Mutation is a book written by Robin Cook about the ethics of genetic engineering. It brings up the benefits, risks, and consequences.

Plot summary
Victor Frank, and his wife Marsha, are unable to have a second child due to Marsha's infertility. They turn to surrogacy as an alternate method of conception. Victor, an obstetrician-gynaecologist and owner of the biochemical company Chimera Inc., injects the egg implanted in his wife with an agent called Nerve Growth Factor (NGF) into chromosome six, which causes the baby to grow more neurons than usual, as a result making them super intelligent. Their son, VJ (Victor Junior), is born a genius. He is able to talk in six months and read in thirteen. Victor wonders if his experiment was a mistake.

Several years later, VJ's brother, David, and nanny, Janice, both die of an unexplainable rare form of liver cancer. At about three, VJ experiences a drop in intelligence, leading Victor to think his experiment is a failure. VJ is not a genius anymore. VJ lives a secluded life from that point, leading his psychiatrist mother to worry, to the annoyance of Victor who believes VJ is fine. When VJ turns eleven, a disastrous chain of events begins. Victor had injected two other eggs with NGF, which were given to two families who work at Chimera through the fertility clinic there. They both inexplicably die at age three because of brain edema. Victor later finds out they had been given the antibiotic Cephaloclor, which causes the nerve cell growth process to begin again. This causes their brains to grow too large for their skulls, killing them. Their parents, however, were told their children had deadly allergies to this antibiotic.

Victor launches an investigation into the children's deaths, and finds no explanation for how they got the antibiotic. He also insists on VJ getting a full neurological work-up, making Marsha suspicious. Victor eventually reveals his experiment to Marsha, horrifying her. She then gives VJ a full psychological work-up as well. Nothing seems out of the ordinary in the results, but Marsha realizes the results don't seem to reflect VJ's real personality. This leads her to believe that he analyzed the tests and beat them. Victor, meanwhile, is having the DNA of the tumors that killed his older son and nanny analyzed. When the DNA in the tumors is sequenced, there is an identical strand of alien DNA in both of them.

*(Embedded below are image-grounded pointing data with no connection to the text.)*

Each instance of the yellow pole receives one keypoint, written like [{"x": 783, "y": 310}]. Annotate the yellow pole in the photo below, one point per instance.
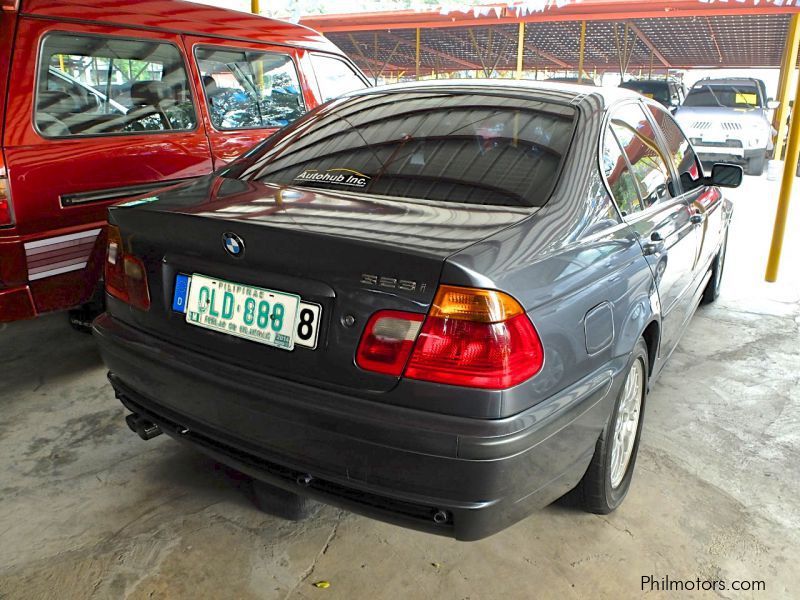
[
  {"x": 417, "y": 55},
  {"x": 581, "y": 51},
  {"x": 789, "y": 169},
  {"x": 787, "y": 72}
]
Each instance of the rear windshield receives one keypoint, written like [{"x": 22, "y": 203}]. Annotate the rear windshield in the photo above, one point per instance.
[
  {"x": 652, "y": 89},
  {"x": 459, "y": 147},
  {"x": 728, "y": 96}
]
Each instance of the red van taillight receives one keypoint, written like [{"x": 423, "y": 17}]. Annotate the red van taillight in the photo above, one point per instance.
[
  {"x": 470, "y": 337},
  {"x": 6, "y": 213},
  {"x": 126, "y": 278}
]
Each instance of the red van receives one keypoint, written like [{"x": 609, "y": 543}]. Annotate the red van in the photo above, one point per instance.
[{"x": 101, "y": 100}]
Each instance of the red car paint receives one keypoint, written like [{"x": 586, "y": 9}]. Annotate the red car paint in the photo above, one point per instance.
[{"x": 51, "y": 253}]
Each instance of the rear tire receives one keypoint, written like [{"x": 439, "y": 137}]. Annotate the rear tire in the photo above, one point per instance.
[
  {"x": 608, "y": 478},
  {"x": 755, "y": 166},
  {"x": 714, "y": 284}
]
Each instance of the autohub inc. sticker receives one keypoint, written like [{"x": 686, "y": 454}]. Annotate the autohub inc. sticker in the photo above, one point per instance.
[{"x": 343, "y": 177}]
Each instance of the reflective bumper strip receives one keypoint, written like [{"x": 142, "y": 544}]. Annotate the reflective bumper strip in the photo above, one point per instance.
[{"x": 60, "y": 254}]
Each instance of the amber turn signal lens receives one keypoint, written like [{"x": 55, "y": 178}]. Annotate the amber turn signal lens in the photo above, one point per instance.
[{"x": 470, "y": 304}]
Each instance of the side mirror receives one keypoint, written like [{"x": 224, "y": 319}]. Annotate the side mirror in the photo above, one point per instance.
[{"x": 725, "y": 175}]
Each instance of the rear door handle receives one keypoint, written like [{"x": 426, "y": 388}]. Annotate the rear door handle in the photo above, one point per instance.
[{"x": 654, "y": 246}]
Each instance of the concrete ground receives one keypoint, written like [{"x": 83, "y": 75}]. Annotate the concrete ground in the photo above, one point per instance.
[{"x": 88, "y": 510}]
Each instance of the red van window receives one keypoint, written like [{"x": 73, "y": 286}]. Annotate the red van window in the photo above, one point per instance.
[
  {"x": 335, "y": 77},
  {"x": 249, "y": 89},
  {"x": 91, "y": 85}
]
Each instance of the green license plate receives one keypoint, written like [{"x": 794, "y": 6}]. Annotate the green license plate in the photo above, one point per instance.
[{"x": 252, "y": 313}]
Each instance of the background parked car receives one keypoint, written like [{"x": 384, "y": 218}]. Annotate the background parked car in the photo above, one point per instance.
[
  {"x": 667, "y": 92},
  {"x": 119, "y": 106},
  {"x": 729, "y": 120},
  {"x": 439, "y": 304}
]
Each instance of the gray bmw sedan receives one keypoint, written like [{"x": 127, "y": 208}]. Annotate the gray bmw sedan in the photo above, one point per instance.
[{"x": 439, "y": 304}]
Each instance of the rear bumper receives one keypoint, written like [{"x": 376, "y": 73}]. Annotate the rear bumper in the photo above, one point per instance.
[{"x": 392, "y": 463}]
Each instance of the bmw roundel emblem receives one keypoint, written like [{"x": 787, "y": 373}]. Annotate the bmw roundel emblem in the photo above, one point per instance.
[{"x": 234, "y": 245}]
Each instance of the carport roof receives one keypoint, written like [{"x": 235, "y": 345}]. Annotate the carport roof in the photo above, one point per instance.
[{"x": 634, "y": 34}]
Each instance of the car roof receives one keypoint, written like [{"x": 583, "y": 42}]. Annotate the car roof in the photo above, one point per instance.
[
  {"x": 559, "y": 91},
  {"x": 728, "y": 81},
  {"x": 182, "y": 17}
]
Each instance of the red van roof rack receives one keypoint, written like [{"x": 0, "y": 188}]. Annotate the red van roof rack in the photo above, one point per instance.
[{"x": 180, "y": 16}]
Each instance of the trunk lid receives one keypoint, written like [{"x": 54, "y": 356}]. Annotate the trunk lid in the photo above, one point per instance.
[{"x": 350, "y": 253}]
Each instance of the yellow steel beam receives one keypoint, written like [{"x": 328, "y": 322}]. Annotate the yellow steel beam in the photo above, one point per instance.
[
  {"x": 787, "y": 71},
  {"x": 581, "y": 51},
  {"x": 789, "y": 169}
]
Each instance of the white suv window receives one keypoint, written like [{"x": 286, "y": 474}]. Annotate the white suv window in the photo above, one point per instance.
[{"x": 335, "y": 77}]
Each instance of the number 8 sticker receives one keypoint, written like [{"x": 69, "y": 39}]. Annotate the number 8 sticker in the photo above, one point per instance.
[{"x": 308, "y": 320}]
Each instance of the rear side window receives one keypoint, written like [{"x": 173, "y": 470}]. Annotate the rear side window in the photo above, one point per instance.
[
  {"x": 680, "y": 151},
  {"x": 618, "y": 174},
  {"x": 335, "y": 77},
  {"x": 89, "y": 85},
  {"x": 635, "y": 135},
  {"x": 249, "y": 89},
  {"x": 459, "y": 147},
  {"x": 740, "y": 95}
]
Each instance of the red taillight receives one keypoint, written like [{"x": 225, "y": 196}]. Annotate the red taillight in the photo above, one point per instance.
[
  {"x": 126, "y": 278},
  {"x": 387, "y": 341},
  {"x": 482, "y": 355},
  {"x": 470, "y": 337}
]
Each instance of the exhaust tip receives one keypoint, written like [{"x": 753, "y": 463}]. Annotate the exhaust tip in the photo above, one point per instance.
[{"x": 441, "y": 517}]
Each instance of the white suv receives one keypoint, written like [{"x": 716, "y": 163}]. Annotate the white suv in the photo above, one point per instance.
[{"x": 727, "y": 120}]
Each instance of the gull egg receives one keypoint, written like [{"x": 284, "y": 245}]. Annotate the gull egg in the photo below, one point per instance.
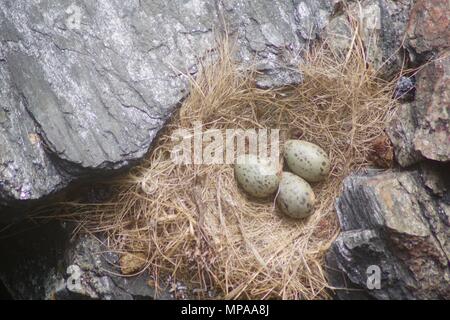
[
  {"x": 258, "y": 177},
  {"x": 295, "y": 196},
  {"x": 306, "y": 160}
]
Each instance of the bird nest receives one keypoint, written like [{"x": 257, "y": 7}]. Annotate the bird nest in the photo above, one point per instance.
[{"x": 193, "y": 223}]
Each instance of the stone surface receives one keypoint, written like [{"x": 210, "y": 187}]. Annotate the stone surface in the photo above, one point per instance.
[
  {"x": 396, "y": 222},
  {"x": 429, "y": 28},
  {"x": 422, "y": 128},
  {"x": 432, "y": 108},
  {"x": 382, "y": 24},
  {"x": 43, "y": 262},
  {"x": 401, "y": 130},
  {"x": 85, "y": 86}
]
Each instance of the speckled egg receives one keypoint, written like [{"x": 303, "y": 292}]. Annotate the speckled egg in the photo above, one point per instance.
[
  {"x": 295, "y": 196},
  {"x": 307, "y": 160},
  {"x": 258, "y": 177}
]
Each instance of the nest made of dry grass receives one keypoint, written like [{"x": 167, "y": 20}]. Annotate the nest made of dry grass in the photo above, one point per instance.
[{"x": 194, "y": 224}]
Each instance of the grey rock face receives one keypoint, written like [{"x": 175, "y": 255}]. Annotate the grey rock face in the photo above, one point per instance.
[
  {"x": 44, "y": 263},
  {"x": 86, "y": 86},
  {"x": 398, "y": 222}
]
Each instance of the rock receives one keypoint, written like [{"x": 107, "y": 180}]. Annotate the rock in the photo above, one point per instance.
[
  {"x": 401, "y": 130},
  {"x": 44, "y": 263},
  {"x": 421, "y": 129},
  {"x": 382, "y": 24},
  {"x": 428, "y": 30},
  {"x": 393, "y": 223},
  {"x": 86, "y": 87},
  {"x": 432, "y": 136}
]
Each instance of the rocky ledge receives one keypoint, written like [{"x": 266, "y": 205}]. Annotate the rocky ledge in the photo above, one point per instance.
[{"x": 85, "y": 87}]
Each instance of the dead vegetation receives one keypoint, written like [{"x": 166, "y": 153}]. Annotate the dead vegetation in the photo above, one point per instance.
[{"x": 192, "y": 222}]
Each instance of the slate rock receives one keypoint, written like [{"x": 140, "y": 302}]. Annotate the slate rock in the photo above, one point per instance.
[
  {"x": 392, "y": 220},
  {"x": 86, "y": 86}
]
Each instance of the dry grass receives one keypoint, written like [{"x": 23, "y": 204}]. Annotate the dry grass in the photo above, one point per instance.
[{"x": 194, "y": 224}]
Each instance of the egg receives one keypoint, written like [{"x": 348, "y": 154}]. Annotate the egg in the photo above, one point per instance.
[
  {"x": 258, "y": 177},
  {"x": 295, "y": 196},
  {"x": 306, "y": 160}
]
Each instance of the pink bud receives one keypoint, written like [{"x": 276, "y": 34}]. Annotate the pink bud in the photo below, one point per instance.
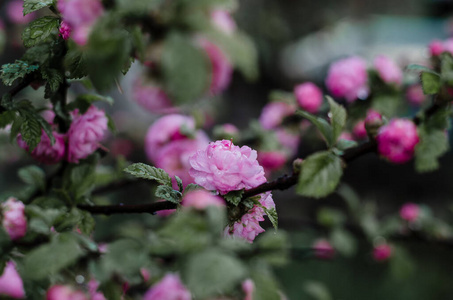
[
  {"x": 309, "y": 97},
  {"x": 10, "y": 282},
  {"x": 410, "y": 212}
]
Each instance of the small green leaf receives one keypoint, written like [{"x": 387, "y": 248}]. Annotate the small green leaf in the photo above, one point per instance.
[
  {"x": 142, "y": 170},
  {"x": 320, "y": 175}
]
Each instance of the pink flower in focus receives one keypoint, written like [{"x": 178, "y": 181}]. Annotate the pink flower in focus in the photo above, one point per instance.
[
  {"x": 348, "y": 78},
  {"x": 200, "y": 199},
  {"x": 169, "y": 288},
  {"x": 221, "y": 69},
  {"x": 273, "y": 114},
  {"x": 323, "y": 249},
  {"x": 309, "y": 97},
  {"x": 397, "y": 140},
  {"x": 410, "y": 212},
  {"x": 225, "y": 167},
  {"x": 382, "y": 252},
  {"x": 45, "y": 152},
  {"x": 14, "y": 220},
  {"x": 85, "y": 133},
  {"x": 11, "y": 284},
  {"x": 388, "y": 70},
  {"x": 15, "y": 13}
]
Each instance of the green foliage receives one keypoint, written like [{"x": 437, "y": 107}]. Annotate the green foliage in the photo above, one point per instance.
[{"x": 320, "y": 175}]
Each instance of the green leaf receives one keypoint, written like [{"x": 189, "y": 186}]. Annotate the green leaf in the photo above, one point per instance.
[
  {"x": 50, "y": 258},
  {"x": 212, "y": 272},
  {"x": 39, "y": 30},
  {"x": 11, "y": 72},
  {"x": 33, "y": 5},
  {"x": 142, "y": 170},
  {"x": 338, "y": 118},
  {"x": 185, "y": 72},
  {"x": 234, "y": 197},
  {"x": 320, "y": 175},
  {"x": 430, "y": 83},
  {"x": 168, "y": 193}
]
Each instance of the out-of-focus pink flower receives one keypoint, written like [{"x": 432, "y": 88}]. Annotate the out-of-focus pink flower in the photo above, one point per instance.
[
  {"x": 221, "y": 68},
  {"x": 45, "y": 152},
  {"x": 273, "y": 114},
  {"x": 382, "y": 252},
  {"x": 14, "y": 220},
  {"x": 388, "y": 70},
  {"x": 309, "y": 97},
  {"x": 85, "y": 133},
  {"x": 410, "y": 212},
  {"x": 347, "y": 78},
  {"x": 152, "y": 97},
  {"x": 415, "y": 94},
  {"x": 15, "y": 13},
  {"x": 169, "y": 288},
  {"x": 397, "y": 140},
  {"x": 223, "y": 21},
  {"x": 323, "y": 249},
  {"x": 11, "y": 284},
  {"x": 225, "y": 167},
  {"x": 200, "y": 199}
]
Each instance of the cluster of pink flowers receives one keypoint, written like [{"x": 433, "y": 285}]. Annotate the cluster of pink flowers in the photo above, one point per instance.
[
  {"x": 397, "y": 140},
  {"x": 347, "y": 78},
  {"x": 79, "y": 17}
]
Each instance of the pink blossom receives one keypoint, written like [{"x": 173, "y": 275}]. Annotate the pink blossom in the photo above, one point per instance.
[
  {"x": 223, "y": 21},
  {"x": 388, "y": 70},
  {"x": 309, "y": 97},
  {"x": 323, "y": 249},
  {"x": 200, "y": 199},
  {"x": 410, "y": 212},
  {"x": 152, "y": 97},
  {"x": 348, "y": 78},
  {"x": 169, "y": 288},
  {"x": 45, "y": 152},
  {"x": 382, "y": 252},
  {"x": 225, "y": 167},
  {"x": 14, "y": 220},
  {"x": 15, "y": 13},
  {"x": 221, "y": 69},
  {"x": 273, "y": 114},
  {"x": 11, "y": 284},
  {"x": 85, "y": 133},
  {"x": 397, "y": 140}
]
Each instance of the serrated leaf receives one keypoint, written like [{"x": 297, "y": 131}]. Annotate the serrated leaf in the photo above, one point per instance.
[
  {"x": 430, "y": 83},
  {"x": 142, "y": 170},
  {"x": 320, "y": 175},
  {"x": 168, "y": 193},
  {"x": 39, "y": 30}
]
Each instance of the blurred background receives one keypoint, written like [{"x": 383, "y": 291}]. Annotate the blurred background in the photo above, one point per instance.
[{"x": 296, "y": 42}]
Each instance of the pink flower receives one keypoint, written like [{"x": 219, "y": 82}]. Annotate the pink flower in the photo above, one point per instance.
[
  {"x": 11, "y": 284},
  {"x": 169, "y": 288},
  {"x": 397, "y": 140},
  {"x": 382, "y": 252},
  {"x": 309, "y": 97},
  {"x": 348, "y": 78},
  {"x": 15, "y": 13},
  {"x": 323, "y": 249},
  {"x": 273, "y": 114},
  {"x": 225, "y": 167},
  {"x": 85, "y": 133},
  {"x": 45, "y": 152},
  {"x": 410, "y": 212},
  {"x": 200, "y": 199},
  {"x": 14, "y": 220},
  {"x": 388, "y": 70},
  {"x": 221, "y": 69}
]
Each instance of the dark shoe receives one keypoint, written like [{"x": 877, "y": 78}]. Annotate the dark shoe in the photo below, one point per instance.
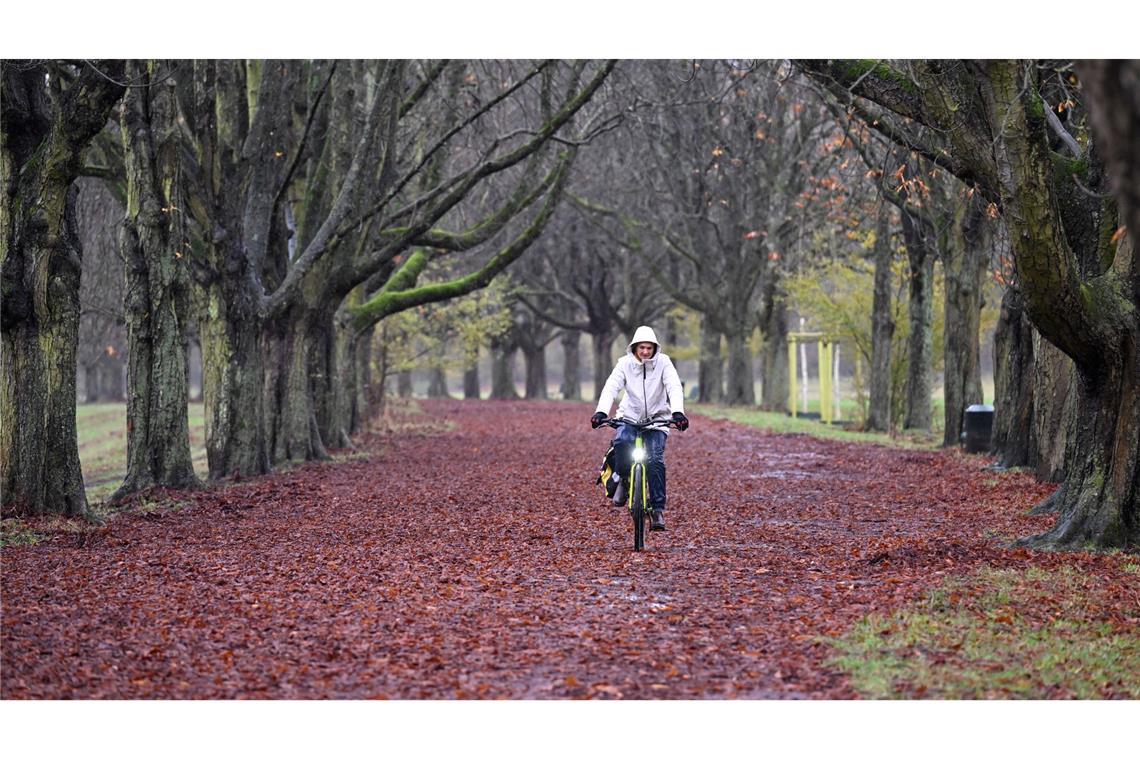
[{"x": 619, "y": 493}]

Victor then goes looking for VJ, who spends a lot of time at the lab, and sees him head under an old clock tower on the Chimera campus. Victor follows him, and is knocked out by a guard. When he wakes up he is in a laboratory built by VJ, where he has solved many of the biochemical problems Victor had been trying to solve. Victor is amazed by his son's genius, and rushes to show Marsha. Marsha reacts differently and is worried about VJ, especially about the part of the lab he didn't show them. Victor and Marsha come back the next day and insist on VJ showing them the rest of the lab. In one room, VJ is growing fetuses, the five eggs from Marsha that had not been implanted, in artificial wombs. VJ tells them that there is no fifth fetus because of a failed implantation attempt in the artificial womb, and also reveals that he has altered the babies to make them mentally retarded, so they won't be more intelligent than him. After this, he reveals that he killed the other two children who had been injected with NGF for the same reason, so he would be the only super genius. Not only did he kill the two children, he also used a method he had created for injecting cancer into someone to kill David, Janice, and a teacher who was prying into his life.

VJ then leads his horrified parents into another room, where he has tanks full of E. coli genetically altered to produce cocaine, which he sold to Colombian drug dealers to finance his lab. VJ then insists that his parents announce their intent to him. Marsha convinces VJ to leave her and Victor to talk alone, and they decide that they must kill their son. NGF may have made VJ a genius, but at the cost of his conscience. Victor lies to VJ, and VJ agrees to release him on two conditions. One, that Marsha stay in the lab as a hostage, and two, that Victor must have a guard with him at all times. Victor takes the guard back to his house and drugs him. He then rushes to his lab, where he synthesizes nitroglycerin. He makes a bomb with the nitroglycerin, and plants it in a tunnel by VJ's lab. He convinces VJ to release Marsha so she can do her work, and stalls VJ until the bomb goes off, causing the gates redirecting a river under the clock tower to break.  VJ rushes for the exit, but Victor stops him discovering that, ironically, despite the fact VJ's mind is beyond his years, he still has the strength of a ten-year-old. Victor holds him down until the lab floods, killing them both.

One year later, a mother brings in her teenage daughter and her daughter's child to her office. Marsha surmises from the fact that the 18-month child is reading a medical journal, something VJ did, and his ice blue eyes, a trait VJ had, that this child is the "failed" zygote. She decides she will have to go through another VJ-like experience, "with Joe's help and end forever the nightmare her husband had begun".